Menatap layar untuk waktu yang lama, tetap harus mengakui: saya tidak bisa menjadi sangat objektif. Meskipun logika sudah memberi peringatan, bahkan jika secara bawah sadar merasa itu salah, saat tangan menggantung di atas keyboard, tetap saja muncul kalimat sialan itu “Bagaimana jika kali ini berbeda”. Jelasnya, kita semua dari dalam diri sangat sombong. Selalu merasa bahwa di suatu saat mampu mengendalikan leher takdir, merasa dunia harus berputar di sekitar kita, merasa diri kita adalah anak takdir dalam naskah ini. Tapi sebenarnya, dunia tidak pernah membutuhkan peran pendukung untuk tetap berjalan, kita hanyalah tokoh utama dalam hidup kita sendiri. Dulu merasa keberuntungan semacam ini adalah aib, sekarang merasa, mungkin ini adalah suhu manusiawi. Tapi saya harus belajar menutup api ini dengan penutup lampu yang rasional. Mengakui bahwa saya hanyalah tokoh pendukung sebenarnya cukup menyenangkan. Tanpa tekanan ilahi “harus benar”, malah bisa dengan perlahan mengasah beberapa baris dialog milik sendiri. Tidak lagi mencari keajaiban, hanya menginginkan logika yang konsisten.
Lihat Asli
Halaman ini mungkin berisi konten pihak ketiga, yang disediakan untuk tujuan informasi saja (bukan pernyataan/jaminan) dan tidak boleh dianggap sebagai dukungan terhadap pandangannya oleh Gate, atau sebagai nasihat keuangan atau profesional. Lihat Penafian untuk detailnya.

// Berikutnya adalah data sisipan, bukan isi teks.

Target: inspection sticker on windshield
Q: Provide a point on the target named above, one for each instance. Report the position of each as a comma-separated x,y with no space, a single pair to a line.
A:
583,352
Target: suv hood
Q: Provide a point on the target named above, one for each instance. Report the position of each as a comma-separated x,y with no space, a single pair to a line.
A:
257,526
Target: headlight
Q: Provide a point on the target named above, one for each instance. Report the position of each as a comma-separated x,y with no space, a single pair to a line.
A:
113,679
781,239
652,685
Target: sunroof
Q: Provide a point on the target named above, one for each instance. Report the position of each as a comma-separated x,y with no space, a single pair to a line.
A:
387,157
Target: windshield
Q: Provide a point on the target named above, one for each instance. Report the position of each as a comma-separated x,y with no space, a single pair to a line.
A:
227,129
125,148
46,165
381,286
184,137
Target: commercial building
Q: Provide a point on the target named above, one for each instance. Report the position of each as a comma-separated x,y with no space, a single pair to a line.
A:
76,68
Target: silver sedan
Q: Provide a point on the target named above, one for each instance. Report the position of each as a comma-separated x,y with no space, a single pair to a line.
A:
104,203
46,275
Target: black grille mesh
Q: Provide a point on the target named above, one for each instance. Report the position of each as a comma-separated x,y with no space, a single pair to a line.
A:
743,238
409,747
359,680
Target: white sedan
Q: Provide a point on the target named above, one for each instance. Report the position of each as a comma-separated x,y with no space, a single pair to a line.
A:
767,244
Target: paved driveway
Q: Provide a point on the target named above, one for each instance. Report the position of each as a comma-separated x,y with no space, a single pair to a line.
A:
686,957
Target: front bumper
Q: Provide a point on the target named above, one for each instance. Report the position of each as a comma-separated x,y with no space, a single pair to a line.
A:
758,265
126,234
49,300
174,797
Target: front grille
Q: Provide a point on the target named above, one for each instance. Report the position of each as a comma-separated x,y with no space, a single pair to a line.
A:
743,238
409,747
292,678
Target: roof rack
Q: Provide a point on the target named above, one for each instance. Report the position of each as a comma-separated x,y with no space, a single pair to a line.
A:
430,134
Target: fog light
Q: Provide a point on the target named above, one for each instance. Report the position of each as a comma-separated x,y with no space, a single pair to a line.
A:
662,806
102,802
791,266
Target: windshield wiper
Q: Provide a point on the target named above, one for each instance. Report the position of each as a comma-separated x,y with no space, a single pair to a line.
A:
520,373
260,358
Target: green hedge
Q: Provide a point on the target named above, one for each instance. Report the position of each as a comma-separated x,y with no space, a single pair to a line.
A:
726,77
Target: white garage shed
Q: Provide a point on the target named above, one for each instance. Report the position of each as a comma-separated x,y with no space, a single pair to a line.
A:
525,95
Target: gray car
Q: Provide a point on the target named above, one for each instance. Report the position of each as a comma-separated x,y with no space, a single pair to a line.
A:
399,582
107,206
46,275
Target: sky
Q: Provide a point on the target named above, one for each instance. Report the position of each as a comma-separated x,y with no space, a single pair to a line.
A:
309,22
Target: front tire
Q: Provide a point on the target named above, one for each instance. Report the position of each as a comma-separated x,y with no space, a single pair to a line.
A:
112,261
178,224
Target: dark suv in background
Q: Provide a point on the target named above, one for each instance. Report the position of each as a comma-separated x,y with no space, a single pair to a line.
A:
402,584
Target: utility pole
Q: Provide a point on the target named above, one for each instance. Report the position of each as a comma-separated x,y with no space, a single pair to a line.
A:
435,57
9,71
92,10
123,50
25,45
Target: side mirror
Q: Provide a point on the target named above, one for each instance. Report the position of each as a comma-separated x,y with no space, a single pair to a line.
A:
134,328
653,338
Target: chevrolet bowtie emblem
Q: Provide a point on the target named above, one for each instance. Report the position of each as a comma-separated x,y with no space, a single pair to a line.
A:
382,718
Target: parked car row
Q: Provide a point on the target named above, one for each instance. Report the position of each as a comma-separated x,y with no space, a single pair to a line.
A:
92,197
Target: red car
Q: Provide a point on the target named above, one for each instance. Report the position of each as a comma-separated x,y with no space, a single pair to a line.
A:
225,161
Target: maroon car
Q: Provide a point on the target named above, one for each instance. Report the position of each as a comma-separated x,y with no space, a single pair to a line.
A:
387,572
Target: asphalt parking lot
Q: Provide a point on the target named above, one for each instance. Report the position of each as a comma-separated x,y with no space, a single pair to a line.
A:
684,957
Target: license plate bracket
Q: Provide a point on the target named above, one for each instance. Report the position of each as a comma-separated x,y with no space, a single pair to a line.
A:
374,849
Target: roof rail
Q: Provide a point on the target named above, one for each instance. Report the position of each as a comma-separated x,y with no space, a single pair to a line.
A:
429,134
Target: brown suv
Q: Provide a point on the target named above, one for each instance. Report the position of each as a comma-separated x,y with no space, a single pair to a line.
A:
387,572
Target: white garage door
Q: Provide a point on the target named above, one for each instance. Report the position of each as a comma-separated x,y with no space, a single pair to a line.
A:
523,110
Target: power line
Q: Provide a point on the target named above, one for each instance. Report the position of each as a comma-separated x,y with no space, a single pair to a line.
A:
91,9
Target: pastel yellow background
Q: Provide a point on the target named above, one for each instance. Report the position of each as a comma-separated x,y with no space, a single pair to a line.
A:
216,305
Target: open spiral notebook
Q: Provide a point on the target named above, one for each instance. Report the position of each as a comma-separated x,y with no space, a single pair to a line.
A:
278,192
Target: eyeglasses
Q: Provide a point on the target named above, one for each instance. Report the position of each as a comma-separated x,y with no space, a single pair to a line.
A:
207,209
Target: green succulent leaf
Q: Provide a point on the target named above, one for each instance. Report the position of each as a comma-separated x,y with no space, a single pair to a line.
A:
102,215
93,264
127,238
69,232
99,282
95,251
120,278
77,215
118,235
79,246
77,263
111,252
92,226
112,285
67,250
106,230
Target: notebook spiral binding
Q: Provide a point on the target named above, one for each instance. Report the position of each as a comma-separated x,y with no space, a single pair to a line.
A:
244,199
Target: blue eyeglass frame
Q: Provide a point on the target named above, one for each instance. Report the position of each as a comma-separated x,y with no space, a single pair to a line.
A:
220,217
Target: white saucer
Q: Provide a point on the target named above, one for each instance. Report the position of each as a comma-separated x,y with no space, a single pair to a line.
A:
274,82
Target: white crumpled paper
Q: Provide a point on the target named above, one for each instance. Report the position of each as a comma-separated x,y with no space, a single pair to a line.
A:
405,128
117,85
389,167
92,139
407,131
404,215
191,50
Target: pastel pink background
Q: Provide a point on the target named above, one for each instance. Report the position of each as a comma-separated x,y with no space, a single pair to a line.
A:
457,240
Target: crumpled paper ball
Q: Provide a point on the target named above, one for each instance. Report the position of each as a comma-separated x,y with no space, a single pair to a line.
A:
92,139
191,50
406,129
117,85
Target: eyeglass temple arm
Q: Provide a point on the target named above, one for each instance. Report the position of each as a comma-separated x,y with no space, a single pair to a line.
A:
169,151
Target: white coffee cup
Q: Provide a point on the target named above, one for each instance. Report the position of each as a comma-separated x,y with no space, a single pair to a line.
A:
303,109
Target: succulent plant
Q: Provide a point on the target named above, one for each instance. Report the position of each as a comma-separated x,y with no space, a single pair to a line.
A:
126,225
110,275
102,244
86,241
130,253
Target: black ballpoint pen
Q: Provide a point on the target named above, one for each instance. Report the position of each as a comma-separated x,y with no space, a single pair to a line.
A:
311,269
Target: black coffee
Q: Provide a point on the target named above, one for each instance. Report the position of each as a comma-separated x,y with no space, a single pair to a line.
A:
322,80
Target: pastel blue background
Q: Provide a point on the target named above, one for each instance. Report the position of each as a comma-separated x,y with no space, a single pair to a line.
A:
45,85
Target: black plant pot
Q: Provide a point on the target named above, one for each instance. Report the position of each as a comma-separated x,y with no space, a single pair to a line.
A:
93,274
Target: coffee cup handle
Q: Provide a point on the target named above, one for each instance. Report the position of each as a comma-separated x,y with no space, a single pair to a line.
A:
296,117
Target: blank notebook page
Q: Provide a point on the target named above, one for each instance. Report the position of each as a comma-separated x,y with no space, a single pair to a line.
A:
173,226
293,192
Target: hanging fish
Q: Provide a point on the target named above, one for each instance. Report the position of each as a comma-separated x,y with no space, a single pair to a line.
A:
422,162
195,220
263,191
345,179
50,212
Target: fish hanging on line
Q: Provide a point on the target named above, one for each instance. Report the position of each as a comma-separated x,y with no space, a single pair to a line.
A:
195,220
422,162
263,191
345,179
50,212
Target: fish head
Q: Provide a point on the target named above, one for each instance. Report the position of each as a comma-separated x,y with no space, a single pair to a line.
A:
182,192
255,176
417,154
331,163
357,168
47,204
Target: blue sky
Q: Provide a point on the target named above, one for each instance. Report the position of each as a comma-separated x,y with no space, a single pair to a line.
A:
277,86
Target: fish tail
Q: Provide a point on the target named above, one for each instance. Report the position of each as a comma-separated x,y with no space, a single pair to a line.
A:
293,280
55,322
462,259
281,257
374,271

Menatap layar untuk waktu yang lama, tetap harus mengakui: saya tidak bisa menjadi sangat objektif. Meskipun logika sudah memberi peringatan, bahkan jika secara bawah sadar merasa itu salah, saat tangan menggantung di atas keyboard, tetap saja muncul kalimat sialan itu “Bagaimana jika kali ini berbeda”. Jelasnya, kita semua dari dalam diri sangat sombong. Selalu merasa bahwa di suatu saat mampu mengendalikan leher takdir, merasa dunia harus berputar di sekitar kita, merasa diri kita adalah anak takdir dalam naskah ini. Tapi sebenarnya, dunia tidak pernah membutuhkan peran pendukung untuk tetap berjalan, kita hanyalah tokoh utama dalam hidup kita sendiri. Dulu merasa keberuntungan semacam ini adalah aib, sekarang merasa, mungkin ini adalah suhu manusiawi. Tapi saya harus belajar menutup api ini dengan penutup lampu yang rasional. Mengakui bahwa saya hanyalah tokoh pendukung sebenarnya cukup menyenangkan. Tanpa tekanan ilahi “harus benar”, malah bisa dengan perlahan mengasah beberapa baris dialog milik sendiri. Tidak lagi mencari keajaiban, hanya menginginkan logika yang konsisten.